Do not assume that your former spouse is of good character and would never take advantage of a joint credit card or a joint account. Your divorce attorney can tell you plenty of stories about otherwise upstanding people who did vengeful things to their former spouses after a divorce. If you leave your former spouse as beneficiary on a life insurance policy or retirement plan, they will receive that money when you die. If that is not the result you want, be sure to change the beneficiaries. Remember that the terms of your settlement agreement or judgment of divorce must always be followed. If the agreement or judgment calls for your former spouse to be a beneficiary of your life insurance or pension, those provisions must be followed.

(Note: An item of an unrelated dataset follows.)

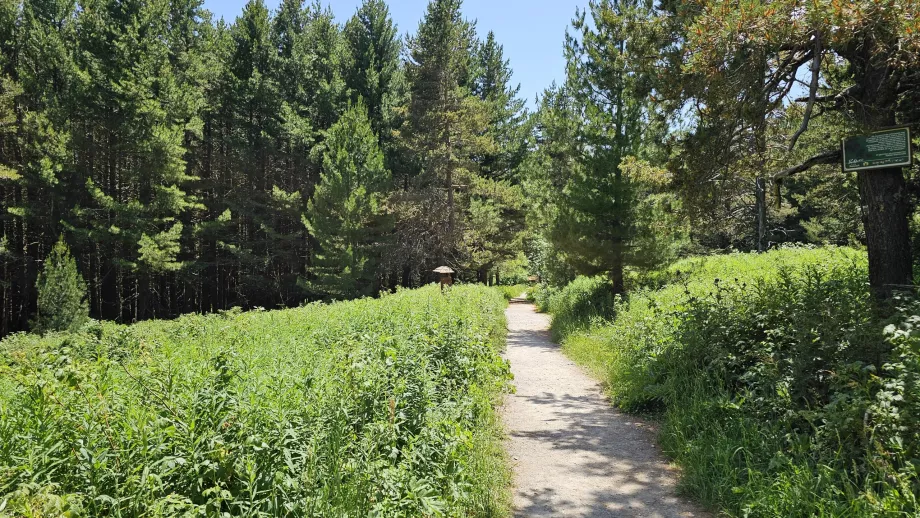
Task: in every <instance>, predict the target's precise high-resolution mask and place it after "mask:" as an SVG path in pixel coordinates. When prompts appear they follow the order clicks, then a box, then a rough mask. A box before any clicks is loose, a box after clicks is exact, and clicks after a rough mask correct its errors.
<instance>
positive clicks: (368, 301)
mask: <svg viewBox="0 0 920 518" xmlns="http://www.w3.org/2000/svg"><path fill="white" fill-rule="evenodd" d="M504 306H505V303H504V300H503V299H502V297H501V295H500V294H499V293H498V292H497V291H493V290H492V289H489V288H484V287H455V288H453V289H452V290H450V291H449V292H448V293H447V294H446V295H442V294H441V293H440V292H439V291H438V289H437V288H431V287H429V288H424V289H421V290H417V291H408V290H407V291H400V292H399V293H397V294H395V295H389V296H386V297H384V298H382V299H380V300H371V299H364V300H360V301H355V302H347V303H337V304H332V305H316V304H313V305H309V306H305V307H303V308H300V309H291V310H286V311H268V312H266V311H253V312H249V313H240V312H237V311H230V312H225V313H221V314H213V315H208V316H186V317H182V318H180V319H178V320H176V321H173V322H153V321H151V322H145V323H141V324H137V325H134V326H129V327H126V326H122V325H117V324H112V323H101V322H92V323H89V324H87V325H85V326H83V327H82V328H81V330H80V331H79V332H74V333H56V334H49V335H47V336H45V337H44V338H41V337H38V336H36V335H27V334H16V335H13V336H11V337H8V338H7V339H6V340H4V341H3V342H0V353H2V356H0V358H2V362H0V515H4V516H6V515H10V514H11V515H13V516H61V515H67V516H205V515H207V516H214V515H222V514H227V515H233V516H458V517H459V516H464V517H465V516H502V515H503V514H504V513H505V511H506V505H507V501H506V494H505V491H506V487H507V485H508V479H507V473H506V467H505V465H504V461H503V459H504V456H503V453H502V452H501V445H500V443H499V442H498V441H499V430H498V426H497V423H496V422H495V415H494V412H493V403H494V402H495V400H496V398H497V397H498V396H500V394H501V393H502V392H503V391H504V390H505V388H506V387H507V383H508V381H509V374H508V369H507V365H506V364H505V362H504V361H503V360H502V359H501V358H500V357H499V356H498V351H499V348H500V347H501V346H502V343H503V339H504V332H505V331H504V330H505V326H504V316H503V313H502V311H503V308H504Z"/></svg>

If you are receiving taxable alimony, you will need to make quarterly estimated installment tax payments on the alimony. If you do not, you may find yourself with an unmanageable tax obligation.
A good financial planner can help you optimize your currents finances and plan for retirement. The website of the Financial Planning Association, www.fpanet.org, and the Association of Divorce Financial Planners, www.divorceandfinance.org, contain a lot of useful information and can help you find a planner in your area.
If you were married for more than ten years, review your eligibility for social security based on your former spouse. If you are or may be eligible, you will need a copy of your marriage license as well your judgment of divorce. When you become eligible for social security, you can receive either 100% of your own benefit entitlement, or the equivalent of 50% of your former spouse’s entitlement, whichever is greater. You may also be able to receive benefits if your spouse dies while paying child support or alimony.
Divorce brings changes, stress, and often financial challenges. Taking the time to get organized and handle the changes in a systematic fashion will reduce the stress and help you get through the transition while building a solid financial base for your future.